Attento studioso della lingua italiana e delle lingue antiche, Giovanni Feo stupiva per la facilità con cui rivelava l’etimologia dei nomi e delle parole e per le sue illuminanti letture del sottotesto, nella fedeltà del «nomina sunt consequentia rerum» di dantesca memoria. Collaborava con più associazioni culturali attive nella conoscenza del territorio come Ilva e Tages, che aveva contribuito a fondare. I quaderni di Tages, preziosi punti di riferimento in diversi campi, smessa la veste cartacea continuano per ora on line.
Studioso della tradizione andina, è stato anche tra i soci fondatori, con Roberto Sarti, dell’associazione Tawantin. Verso la fine degli anni ’90 l’incontro con Don Juan Nuñez del Prado, docente di antropologia all’università di Cuzco, da cui ricevette l’iniziazione al quarto livello della tradizione inca. Le connessioni e le similitudini singolari che riscontrano tra la civiltà etrusca e quella delle Ande peruviane, daranno luogo a seminari itineranti volti all’evoluzione delle coscienze attraverso la riscoperta delle radici storico culturali delle nostre tradizioni.

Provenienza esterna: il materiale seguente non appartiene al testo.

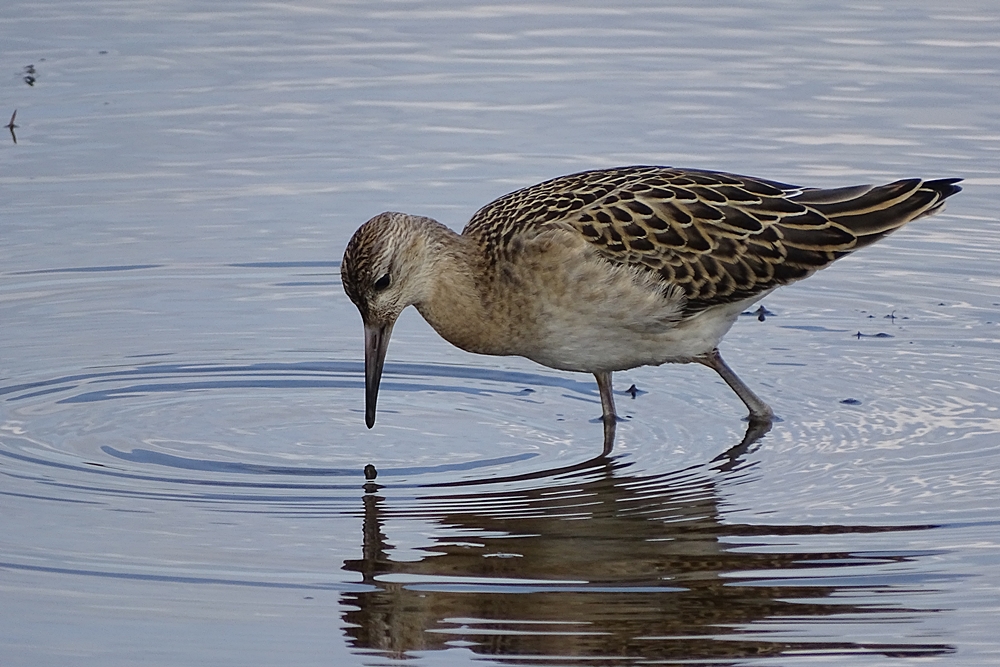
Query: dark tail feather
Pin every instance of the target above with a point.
(875, 212)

Aveva una personalità non comune, una visione e un approccio al di fuori dei consueti paradigmi. Questo suo essere fuori dall’ordinario gli permetteva di «sentire» il territorio e leggerlo con una acutezza rara, riconoscendo segni di mani antiche, riscoprendo manufatti quasi mai immediatamente visibili ai più. Ruvido e imperscrutabile, fedele a se stesso, non era geloso delle sue conoscenze e delle sue scoperte, che condivideva con naturalezza e generosità. Sicuramente ci mancherà la sua visione fuori dal coro e il suo essere talmente antico da essere modernissimo, suo malgrado.